The median age in the city was 37.5 years. 24.6% of residents were under the age of 18; 8.5% were between the ages of 18 and 24; 22.9% were from 25 to 44; 27.8% were from 45 to 64; and 16% were 65 years of age or older. The gender makeup of the city was 46.7% male and 53.3% female.

===2000 census===

As of the census of 2000, there were 267 people, 109 households, and 68 families living in the city. The population density was 285.2 PD/sqmi. There were 129 housing units at an average density of 137.9 /sqmi. The racial makeup of the city was 97.38% White, and 2.62% from two or more races. Hispanic or Latino of any race were 0.37% of the population.

There were 109 households, out of which 36.7% had children under the age of 18 living with them, 52.3% were married couples living together, 9.2% had a female householder with no husband present, and 36.7% were non-families. 33.9% of all households were made up of individuals, and 22.0% had someone living alone who was 65 years of age or older. The average household size was 2.45 and the average family size was 3.17.

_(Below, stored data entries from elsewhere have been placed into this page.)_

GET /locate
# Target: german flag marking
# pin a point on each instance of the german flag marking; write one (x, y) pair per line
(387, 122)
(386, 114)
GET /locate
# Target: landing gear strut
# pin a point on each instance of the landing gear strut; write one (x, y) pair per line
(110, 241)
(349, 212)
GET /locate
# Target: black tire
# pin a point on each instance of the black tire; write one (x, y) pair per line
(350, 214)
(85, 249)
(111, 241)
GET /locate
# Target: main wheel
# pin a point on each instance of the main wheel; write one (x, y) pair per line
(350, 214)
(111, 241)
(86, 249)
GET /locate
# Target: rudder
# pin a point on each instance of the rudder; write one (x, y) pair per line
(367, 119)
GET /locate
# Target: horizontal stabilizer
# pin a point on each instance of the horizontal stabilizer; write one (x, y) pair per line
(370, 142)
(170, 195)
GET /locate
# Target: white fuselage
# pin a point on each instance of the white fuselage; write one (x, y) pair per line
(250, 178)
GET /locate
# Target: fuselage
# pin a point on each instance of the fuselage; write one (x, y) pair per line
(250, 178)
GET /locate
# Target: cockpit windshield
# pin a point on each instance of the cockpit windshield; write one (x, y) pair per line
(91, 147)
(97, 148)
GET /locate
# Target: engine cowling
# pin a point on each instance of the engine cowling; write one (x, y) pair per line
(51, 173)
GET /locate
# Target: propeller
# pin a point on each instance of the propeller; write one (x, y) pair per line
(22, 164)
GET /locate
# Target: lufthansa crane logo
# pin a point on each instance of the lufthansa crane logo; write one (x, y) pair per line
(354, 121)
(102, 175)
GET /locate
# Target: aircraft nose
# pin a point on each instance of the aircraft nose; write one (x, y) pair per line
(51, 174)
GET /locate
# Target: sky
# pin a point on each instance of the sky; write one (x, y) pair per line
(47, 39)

In the city the population was spread out, with 31.8% under the age of 18, 7.9% from 18 to 24, 29.2% from 25 to 44, 16.9% from 45 to 64, and 14.2% who were 65 years of age or older. The median age was 31 years. For every 100 females there were 84.1 males. For every 100 females age 18 and over, there were 75.0 males.

The median income for a household in the city was $21,875, and the median income for a family was $24,643. Males had a median income of $25,893 versus $13,125 for females. The per capita income for the city was $9,053. About 13.6% of families and 22.3% of the population were below the poverty line, including 20.2% of those under the age of eighteen and 24.1% of those 65 or over.

==Education==

Macks Creek R-V School District operates one elementary school and Macks Creek High School.

Macks Creek has a public library, a branch of the Camden County Library District.